There is a LeVar Burton project for generations from boomers to millennials and their kids. In 1977, he landed his first role, in the landmark miniseries Roots. During the 1980s and 1990s, the award-winning actor and director captured adults’ and kids’ imaginations as Geordi La Forge in Star Trek: The Next Generation and in PBS’s Reading Rainbow, respectively. And over the last decade, as the cofounder of LeVar Burton Kids, Burton has created a relationship with today’s young people through the interactive Skybrary reading app (formerly Skybrary by Reading Rainbow).
“In the ’80s, that’s where kids were—hanging out in front of the TV,” Burton says. “With Reading Rainbow, we used the power of that engagement factor and harnessed it to the idea that books are adventures: Pick up a book and you can go anywhere in the universe in your imagination. The app is the same mission; we just did it with a different technology.”
With the growing popularity of tablets like the iPad, Burton was certain that Reading Rainbow would successfully translate to increasingly tech-literate children. But he says Silicon Valley was initially skeptical. BuzzFeed nostalgia quizzes and remixes of every cartoon, comic book, game, and television show under the sun are ubiquitous now—but in the earlier 2000s, revisiting the past was nowhere near as popular as it is today. Being part of the massively successful Star Trek reboot convinced Burton “on a DNA level” that doing the same thing with another franchise was possible, but he ran into walls trying to raise money, build a team, and launch the product.
Rather than sticking exclusively with venture capitalists, Burton turned to the masses: setting a $1 million goal on Kickstarter. The campaign set a record, raising more than $6 million. It enabled Burton to bring Skybrary to smartphones, tablets, and gaming consoles, as well as low-income Title I schools for free.
“We are failing to teach our children how to read and write coherently,” Burton says. “And it is my hope that I can be part of the solution by continuing to advocate for children to become more than simply people who know how to read. I want them to become readers for life. Because readers for life tend to be self-educators.”
Skybrary ceased licensing the Reading Rainbow brand in 2017, but the mission remains. The virtual library contains 1,800 digital books and videos aimed at children ages two to nine. It’s an ad-free experience (“I don’t want to send mixed messages to kids,” Burton says) that he hopes will cultivate a new cohort of critical thinkers.
“It’s really important to have an educated populace,” says Burton. “If you can read at least one language, then you can educate yourself—and no one can take that away from you.”

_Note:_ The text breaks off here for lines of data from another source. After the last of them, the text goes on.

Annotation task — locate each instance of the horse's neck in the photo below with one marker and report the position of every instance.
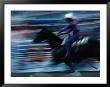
(54, 41)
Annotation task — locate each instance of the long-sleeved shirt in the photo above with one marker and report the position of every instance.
(72, 27)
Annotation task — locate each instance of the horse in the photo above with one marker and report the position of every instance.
(87, 47)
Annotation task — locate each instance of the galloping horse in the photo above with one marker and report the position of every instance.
(87, 47)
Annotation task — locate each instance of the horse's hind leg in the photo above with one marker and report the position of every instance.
(68, 62)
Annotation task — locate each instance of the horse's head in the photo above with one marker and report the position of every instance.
(41, 36)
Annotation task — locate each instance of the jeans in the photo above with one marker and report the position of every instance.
(69, 42)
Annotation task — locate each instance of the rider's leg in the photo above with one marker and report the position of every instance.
(68, 43)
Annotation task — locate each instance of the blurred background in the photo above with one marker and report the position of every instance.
(29, 59)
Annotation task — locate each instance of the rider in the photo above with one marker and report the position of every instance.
(72, 33)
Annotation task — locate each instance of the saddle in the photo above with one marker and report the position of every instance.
(81, 41)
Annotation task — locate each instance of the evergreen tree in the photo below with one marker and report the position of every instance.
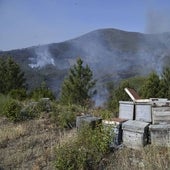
(77, 87)
(11, 76)
(165, 83)
(151, 87)
(42, 92)
(117, 94)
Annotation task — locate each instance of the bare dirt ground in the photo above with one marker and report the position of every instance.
(29, 145)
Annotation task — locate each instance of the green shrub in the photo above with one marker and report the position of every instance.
(103, 113)
(18, 94)
(42, 92)
(3, 100)
(65, 115)
(12, 110)
(85, 151)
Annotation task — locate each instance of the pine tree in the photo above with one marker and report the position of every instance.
(165, 83)
(11, 76)
(77, 87)
(151, 87)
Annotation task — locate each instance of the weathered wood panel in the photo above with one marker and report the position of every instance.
(126, 110)
(160, 115)
(135, 134)
(143, 112)
(160, 135)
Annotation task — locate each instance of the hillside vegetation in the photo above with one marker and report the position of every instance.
(112, 55)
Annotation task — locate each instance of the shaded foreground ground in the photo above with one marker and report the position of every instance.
(29, 145)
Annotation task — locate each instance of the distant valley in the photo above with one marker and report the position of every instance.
(112, 54)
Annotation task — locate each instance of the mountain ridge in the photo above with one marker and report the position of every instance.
(112, 54)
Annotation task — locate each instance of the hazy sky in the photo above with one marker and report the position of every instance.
(25, 23)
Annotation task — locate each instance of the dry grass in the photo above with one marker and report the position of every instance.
(30, 144)
(149, 158)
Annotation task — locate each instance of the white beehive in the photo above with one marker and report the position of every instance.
(135, 134)
(126, 110)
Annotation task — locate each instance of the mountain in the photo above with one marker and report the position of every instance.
(112, 55)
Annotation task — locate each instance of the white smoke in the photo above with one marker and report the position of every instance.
(42, 58)
(158, 21)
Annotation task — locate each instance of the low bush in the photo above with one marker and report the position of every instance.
(85, 151)
(12, 110)
(65, 115)
(18, 94)
(3, 100)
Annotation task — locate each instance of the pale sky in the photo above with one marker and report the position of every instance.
(25, 23)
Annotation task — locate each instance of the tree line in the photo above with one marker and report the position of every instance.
(79, 86)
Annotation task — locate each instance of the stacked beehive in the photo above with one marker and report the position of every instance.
(148, 121)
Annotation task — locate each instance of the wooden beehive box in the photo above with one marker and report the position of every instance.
(161, 114)
(143, 111)
(160, 134)
(126, 110)
(135, 134)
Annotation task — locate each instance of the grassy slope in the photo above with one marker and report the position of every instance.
(29, 145)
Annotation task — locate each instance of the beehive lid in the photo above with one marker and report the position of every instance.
(160, 127)
(135, 126)
(114, 121)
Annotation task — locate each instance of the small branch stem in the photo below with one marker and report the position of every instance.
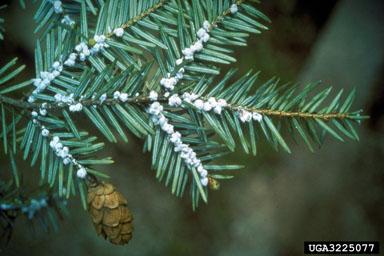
(145, 100)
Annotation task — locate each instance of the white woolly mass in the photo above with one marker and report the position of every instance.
(67, 21)
(247, 116)
(234, 8)
(64, 153)
(45, 78)
(102, 98)
(100, 43)
(81, 173)
(45, 132)
(119, 32)
(153, 95)
(57, 6)
(174, 100)
(169, 82)
(186, 152)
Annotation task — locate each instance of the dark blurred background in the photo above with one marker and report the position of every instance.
(279, 200)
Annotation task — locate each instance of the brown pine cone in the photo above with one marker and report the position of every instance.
(109, 213)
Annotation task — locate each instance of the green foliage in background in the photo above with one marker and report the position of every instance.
(155, 34)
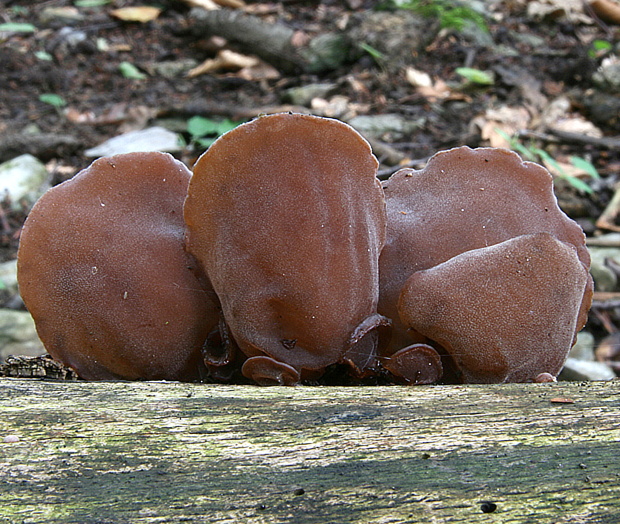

Not only that, but reading stokes imagination—a part of a creative life that can easily be lost. “I’m glad that I’m connected to my imagination,” Burton says. “I maintain my belief in possibility.”
That’s a very good thing, considering that his calendar is always full. This month, Burton will resume filming his role as naval intelligence agent Rufus Nero on NCIS: New Orleans and appear in Jordan Peele and Charlie Sanders’ YouTube Premium sci-fi comedy series Weird City. He’ll also begin recording the fourth season of the short-story podcast for adults LeVar Burton Reads, a job he does behind the microphone as well as live.
“One of my favorite things to do in the world to do is read aloud,” Burton says. “Touring with the podcast last year was a gas, and I’ll do more of that this year. There are a lot of really talented men and women out there, and men and women of color that deserve the spotlight.”
Burton has long styled himself as a troubadour who wanders from place to place telling stories. Recently, the member at Los Angeles’s WeWork The Tower has come to realize that he has been in business for himself his entire career.
“One of the things I’ve learned in my 40-plus years in show business is that I have to hustle. My hustle has to be on point because I can’t just make my year doing one thing,” says Burton, who was a finalist at WeWork’s Creator Awards, a global competition for mission-driven companies, entrepreneurs, and nonprofits.
“Creating connections through strategic alliances and relationships, and finding people of a like mind and consciousness, and deciding not to work with assholes whenever I could avoid it—all of the things that I’ve learned over the years are valuable lessons to employ in this thing called entrepreneurship. I’ve been an entrepreneur for 40-plus years. I just never called it that. I called it being a working actor.”